Затем кашлянул Хабаров, со всхлипом втянула воздух Абаева, и тишина треснула, порвалась, наполняясь скрипами кресел, шорохом одежд, шагами, взмахами рук, движением тел, возгласами и горловыми звуками.
— Ни хрена ж себе! — выдавил Песков, выпрямляясь, избавляясь от прищура и фантомной хромоты. — Черт!
В спину Игорю Борисовичу выстрелило, и Веснина, очнувшись, принялась массировать ему поясницу. Костоглотов осматривал сцену и кулисы, словно ожидая чего-то, стучал по столу. Сим-сим, откройся! Хабаров тер лицо. Сивашова хихикала, закрыв рот ладонями. Глаза ее были безумны. В зале выпал из кресла Казимирчик и так и застыл, неудобно подвернув ноги и глядя в пустоту. Абаева полезла в антилопий портфель за валокордином. Суворов поймал себя на том, что стоит, даже поднял руку, но зачем стоит и для чего поднял, ответить себе не смог.
Хлопки, раздавшиеся с верхнего ряда, заставили его вздрогнуть.
Он обернулся — у самых дверей, запахнутый в черное пальто, с затянувшимся на горле серебристым шарфом, из-под широкополой шляпы поблескивал очечками Неземович.
— Вы видели? — спросил Неземович, уколов собрата по режиссерскому ремеслу острым стеклянным взглядом.
Ладони в перчатках, будто по инерции, хлопнули в последний раз.
— Я? — уточнил Суворов. — Я — да.

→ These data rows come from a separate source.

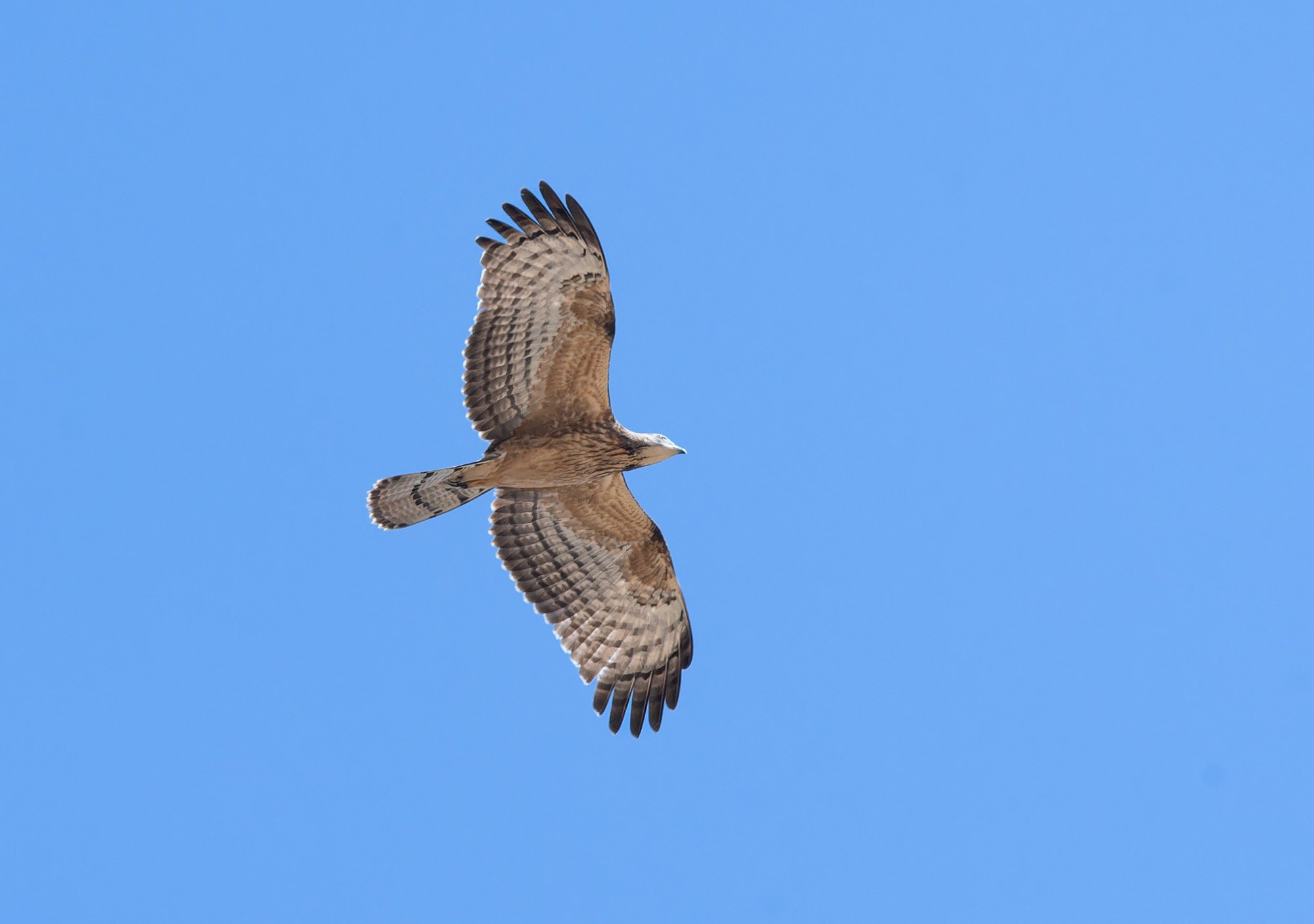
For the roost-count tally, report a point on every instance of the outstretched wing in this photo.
(597, 567)
(542, 340)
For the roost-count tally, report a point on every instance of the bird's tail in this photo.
(404, 500)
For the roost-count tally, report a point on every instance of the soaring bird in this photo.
(576, 541)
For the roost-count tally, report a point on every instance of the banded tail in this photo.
(405, 500)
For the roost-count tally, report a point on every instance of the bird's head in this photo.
(652, 448)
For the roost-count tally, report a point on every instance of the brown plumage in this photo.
(564, 523)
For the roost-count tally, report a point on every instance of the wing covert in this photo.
(541, 345)
(599, 570)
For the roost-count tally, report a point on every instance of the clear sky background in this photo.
(989, 327)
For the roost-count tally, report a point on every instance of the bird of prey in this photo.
(564, 523)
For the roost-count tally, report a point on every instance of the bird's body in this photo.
(567, 528)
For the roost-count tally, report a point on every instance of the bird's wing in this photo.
(599, 569)
(542, 340)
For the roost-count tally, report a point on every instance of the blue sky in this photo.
(989, 330)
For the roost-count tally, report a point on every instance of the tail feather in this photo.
(404, 500)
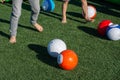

Но это… Это что-то…
— Это чудо, — заявил Неземович, спускаясь. — Чу-до. Чудеса. Которых в нашем мире уже… — Он вытянул шею. — Только я почему-то не вижу главной героини.
Сердце Суворова, трепыхнувшись, дало сбой.
— Она была. Она, правда, по старому, оригинальному еще тексту… — он покраснел, сообразив, что все его ремарки, вставки и подчеркивания, все его потуги осовременить Брехта — ничто по сравнению с Галкиной игрой. Ох, даже меньше, чем ничто.
— Это, батенька, дар, — сказал Неземович. — А дару не прикажешь — работает, как умеет.